Utilizing Chakra execution traces for benchmarking and community efficiency optimization

- Meta presents Chakra execution traces, an open graph-based illustration of AI/ML workload execution, laying the inspiration for benchmarking and community efficiency optimization.
- Chakra execution traces symbolize key operations, reminiscent of compute, reminiscence, and communication, knowledge and management dependencies, timing, and useful resource constraints.
- In collaboration with MLCommons, we’re searching for industry-wide adoption for benchmarking.
- Meta open sourced a set of instruments to allow the gathering, evaluation, technology, and adoption of Chakra execution traces by a broad vary of simulators, emulators, and replay instruments.
At Meta, our endeavors usually are not solely geared in direction of pushing the boundaries of AI/ML but additionally in direction of optimizing the huge networks that allow these computations.

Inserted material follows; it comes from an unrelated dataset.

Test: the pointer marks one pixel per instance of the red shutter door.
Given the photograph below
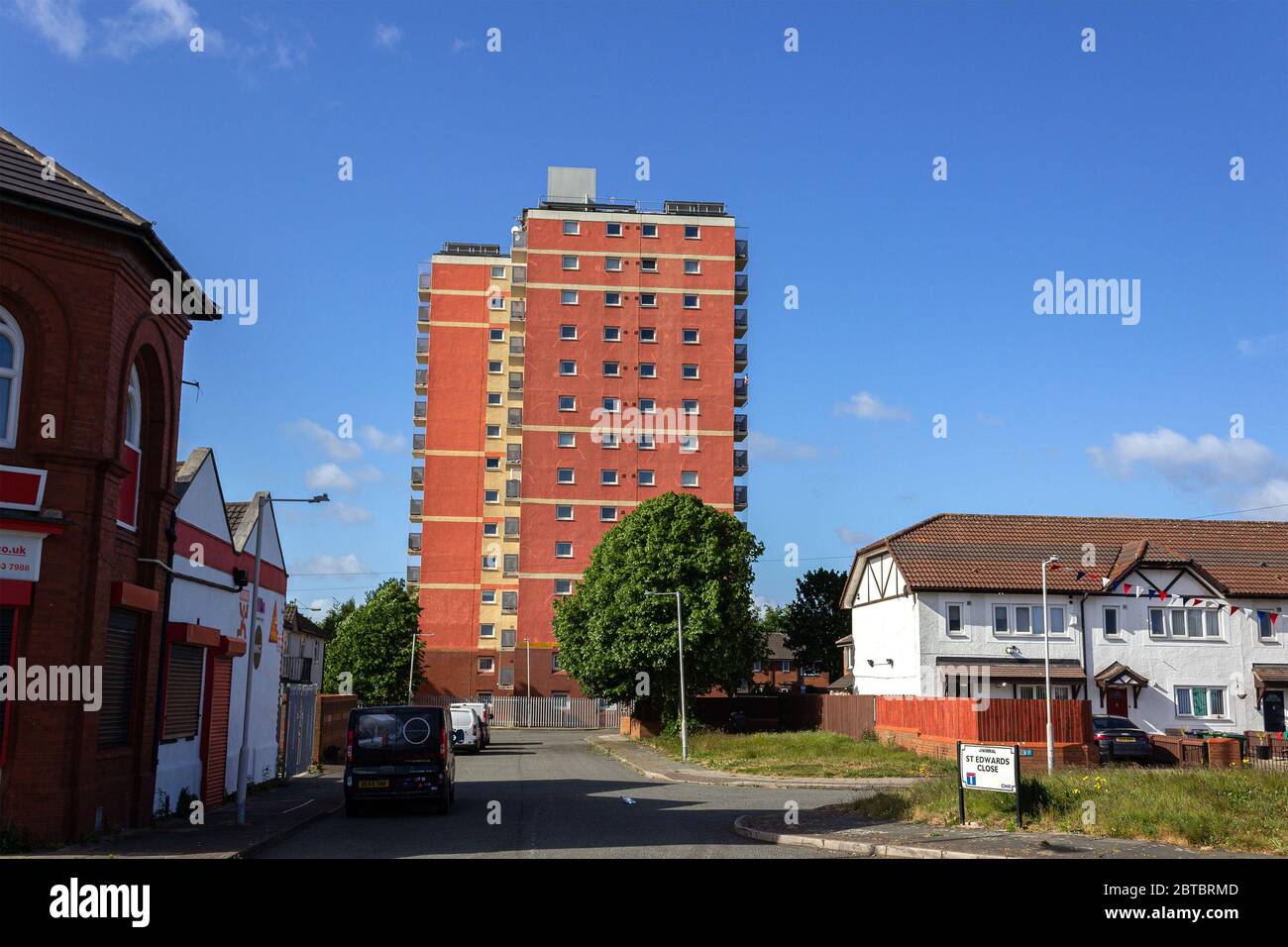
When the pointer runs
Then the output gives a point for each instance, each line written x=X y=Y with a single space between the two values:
x=214 y=737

Our agile, reproducible, and standardized benchmarking system performs an vital position on this. By our collaboration with MLCommons, and our deep insights into conventional benchmarking constraints, we’ve got initiated the Chakra execution traces—a graph-based illustration of AI/ML workloads. This method goals to unify numerous execution hint schemas, searching for industry-wide adoption for enhanced AI effectivity evaluation instruments and holistic efficiency benchmarking.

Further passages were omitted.